Cook, from Essex Junction, Vermont, became legendary for his refusal to betray
the military Code of Conduct.
On one occasion, Kiet's cadre put a pistol to Cook's head, demanding that he
denounce the United States.
Cook resisted and calmly recited the nomenclature of the parts of the pistol.
The Viet Cong were so infuriated at Cook's continued resistance that they
isolated him from other American prisoners and refused him food and medicine.
Today, Hanoi claims Cook died as a result of malaria, and like all the others
listed above, the Vietnamese Communists claim they do not know where his remains
are buried.
Kiet and other Hanoi leaders, who still decide the life or death of their own
people on a daily basis, are unrepentant communists - no different than the
Nazis of the Third Reich, responsible for the deaths and murder of thousands of
American POWs during World War II.
Would our political leaders, who today are rushing to shake the hands with Kiet
and Muoi, be equally willing to shake the hands of Nazi SS Chief Heinrich
Himmler or the infamous Japanese General Hedeki Tojo, if those two World War II
criminals were alive today?
The establishment of diplomatic relations means the United States is more likely
to grant Vietnam a most-favored nation trading status, qualifying some U.S.
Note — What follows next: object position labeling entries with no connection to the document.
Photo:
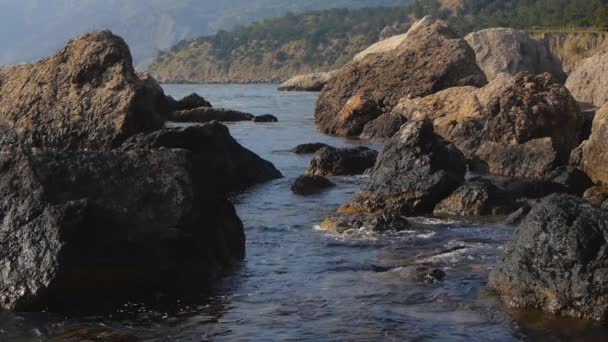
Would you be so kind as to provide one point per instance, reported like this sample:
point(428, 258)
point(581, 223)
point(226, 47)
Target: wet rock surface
point(329, 161)
point(557, 260)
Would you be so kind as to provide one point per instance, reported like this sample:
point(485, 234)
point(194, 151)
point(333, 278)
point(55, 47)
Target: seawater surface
point(300, 283)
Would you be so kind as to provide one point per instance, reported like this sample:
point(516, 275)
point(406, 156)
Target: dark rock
point(309, 148)
point(414, 172)
point(207, 114)
point(80, 226)
point(265, 118)
point(330, 161)
point(478, 197)
point(85, 97)
point(372, 222)
point(384, 127)
point(596, 195)
point(191, 101)
point(557, 260)
point(429, 58)
point(572, 179)
point(309, 185)
point(214, 152)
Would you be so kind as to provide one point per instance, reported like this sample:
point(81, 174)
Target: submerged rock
point(429, 58)
point(557, 260)
point(208, 114)
point(309, 148)
point(309, 82)
point(86, 96)
point(414, 172)
point(330, 161)
point(310, 185)
point(506, 50)
point(479, 197)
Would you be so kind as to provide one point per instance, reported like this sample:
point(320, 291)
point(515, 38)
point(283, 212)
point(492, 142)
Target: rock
point(372, 222)
point(588, 81)
point(556, 261)
point(522, 111)
point(309, 82)
point(506, 50)
point(414, 172)
point(572, 179)
point(87, 96)
point(533, 159)
point(191, 101)
point(330, 161)
point(214, 150)
point(207, 114)
point(308, 148)
point(592, 157)
point(596, 195)
point(383, 127)
point(478, 197)
point(429, 58)
point(310, 185)
point(265, 118)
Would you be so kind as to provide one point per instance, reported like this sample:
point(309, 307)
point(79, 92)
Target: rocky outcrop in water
point(521, 126)
point(430, 58)
point(414, 172)
point(309, 82)
point(330, 161)
point(86, 96)
point(505, 50)
point(588, 81)
point(557, 261)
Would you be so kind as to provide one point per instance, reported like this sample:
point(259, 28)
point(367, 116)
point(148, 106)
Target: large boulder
point(330, 161)
point(506, 50)
point(86, 96)
point(557, 261)
point(512, 117)
point(592, 157)
point(588, 82)
point(309, 82)
point(151, 216)
point(429, 58)
point(414, 172)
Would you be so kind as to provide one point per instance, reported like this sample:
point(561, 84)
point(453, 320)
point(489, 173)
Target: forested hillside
point(275, 49)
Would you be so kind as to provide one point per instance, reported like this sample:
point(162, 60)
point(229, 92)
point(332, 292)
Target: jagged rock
point(86, 96)
point(414, 172)
point(533, 159)
point(591, 156)
point(309, 148)
point(213, 150)
point(557, 260)
point(208, 114)
point(596, 195)
point(479, 197)
point(310, 185)
point(588, 81)
point(191, 101)
point(525, 114)
point(506, 50)
point(383, 127)
point(309, 82)
point(265, 118)
point(429, 58)
point(330, 161)
point(372, 222)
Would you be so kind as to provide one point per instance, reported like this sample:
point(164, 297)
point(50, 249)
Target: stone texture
point(506, 50)
point(86, 96)
point(557, 261)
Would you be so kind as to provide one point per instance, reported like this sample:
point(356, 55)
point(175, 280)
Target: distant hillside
point(276, 49)
point(32, 29)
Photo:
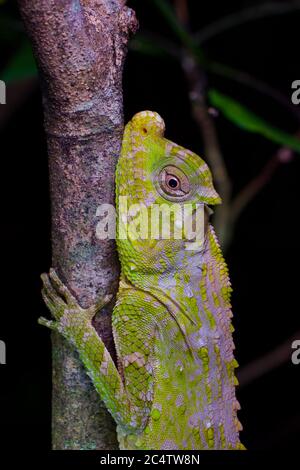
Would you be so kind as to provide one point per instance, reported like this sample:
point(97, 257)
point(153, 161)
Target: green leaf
point(21, 66)
point(249, 121)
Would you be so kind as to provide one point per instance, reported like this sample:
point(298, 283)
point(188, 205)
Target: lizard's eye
point(174, 182)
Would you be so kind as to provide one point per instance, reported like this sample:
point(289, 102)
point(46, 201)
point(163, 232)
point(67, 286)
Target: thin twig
point(248, 193)
point(196, 80)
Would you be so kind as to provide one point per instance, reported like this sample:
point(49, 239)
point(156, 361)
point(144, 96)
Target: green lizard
point(174, 384)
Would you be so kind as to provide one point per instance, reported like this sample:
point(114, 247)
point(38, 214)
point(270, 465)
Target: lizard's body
point(175, 384)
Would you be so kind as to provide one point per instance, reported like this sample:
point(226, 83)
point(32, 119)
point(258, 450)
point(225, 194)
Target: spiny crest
point(149, 122)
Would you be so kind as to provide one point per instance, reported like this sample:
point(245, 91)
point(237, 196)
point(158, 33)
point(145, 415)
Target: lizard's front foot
point(65, 309)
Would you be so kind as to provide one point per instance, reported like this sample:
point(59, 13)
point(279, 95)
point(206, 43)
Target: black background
point(263, 259)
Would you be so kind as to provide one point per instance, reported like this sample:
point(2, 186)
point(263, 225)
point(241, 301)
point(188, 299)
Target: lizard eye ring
point(173, 182)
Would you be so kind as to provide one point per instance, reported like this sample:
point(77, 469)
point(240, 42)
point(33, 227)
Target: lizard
point(173, 386)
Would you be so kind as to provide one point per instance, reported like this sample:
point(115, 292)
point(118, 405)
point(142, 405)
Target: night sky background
point(263, 257)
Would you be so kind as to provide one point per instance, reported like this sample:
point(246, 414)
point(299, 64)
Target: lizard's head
point(155, 171)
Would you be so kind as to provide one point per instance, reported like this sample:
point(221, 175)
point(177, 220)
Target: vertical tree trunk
point(80, 47)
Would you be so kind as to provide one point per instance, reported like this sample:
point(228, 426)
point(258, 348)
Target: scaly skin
point(174, 387)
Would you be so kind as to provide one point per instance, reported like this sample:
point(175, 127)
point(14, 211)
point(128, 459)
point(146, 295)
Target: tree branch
point(80, 46)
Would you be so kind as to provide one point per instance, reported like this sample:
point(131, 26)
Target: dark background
point(262, 258)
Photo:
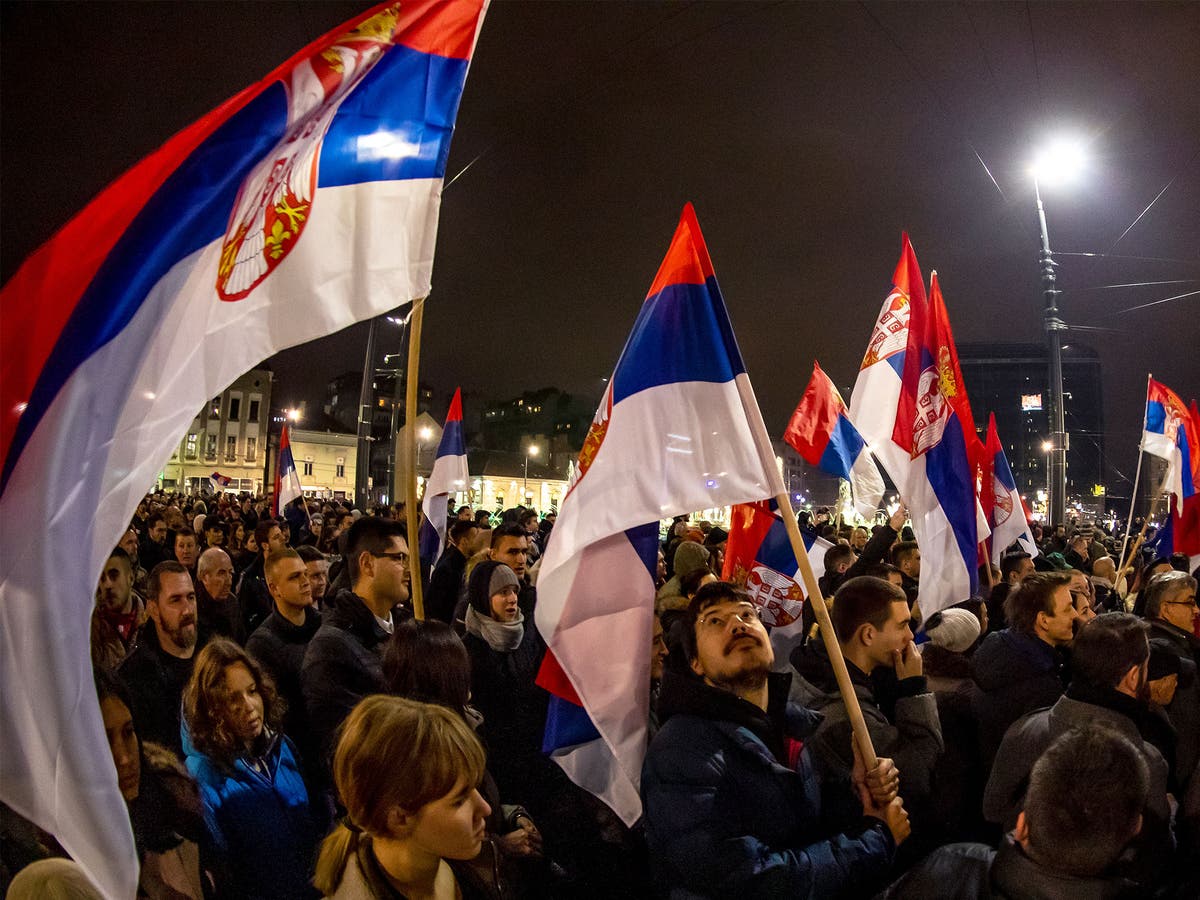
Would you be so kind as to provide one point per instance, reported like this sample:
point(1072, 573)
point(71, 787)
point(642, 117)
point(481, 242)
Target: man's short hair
point(373, 535)
point(1033, 595)
point(1086, 793)
point(863, 600)
point(901, 551)
point(1011, 564)
point(715, 592)
point(154, 582)
point(277, 557)
point(1163, 587)
point(310, 553)
point(1108, 647)
point(262, 532)
point(461, 528)
point(508, 529)
point(838, 553)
companies, [who plan to tap into Vietnam's slave labor market], for U.S. tax
dollar subsidies.
As much as 30 to 40 percent of all money, including U.S. tax dollars, invested
in Vietnam goes into the coffers of Vietnam's Communist Party, and subsequently
into the private bank accounts of Vietnamese officials.
Don't the American people deserve to know which Vietnamese war criminals are
receiving U.S. Tax dollars?
SOME GAVE ALL
SOME STILL GIVE
SOME STILL CARE
SOME DON'T!
The quality of a person's life is in direct proportion to their committment!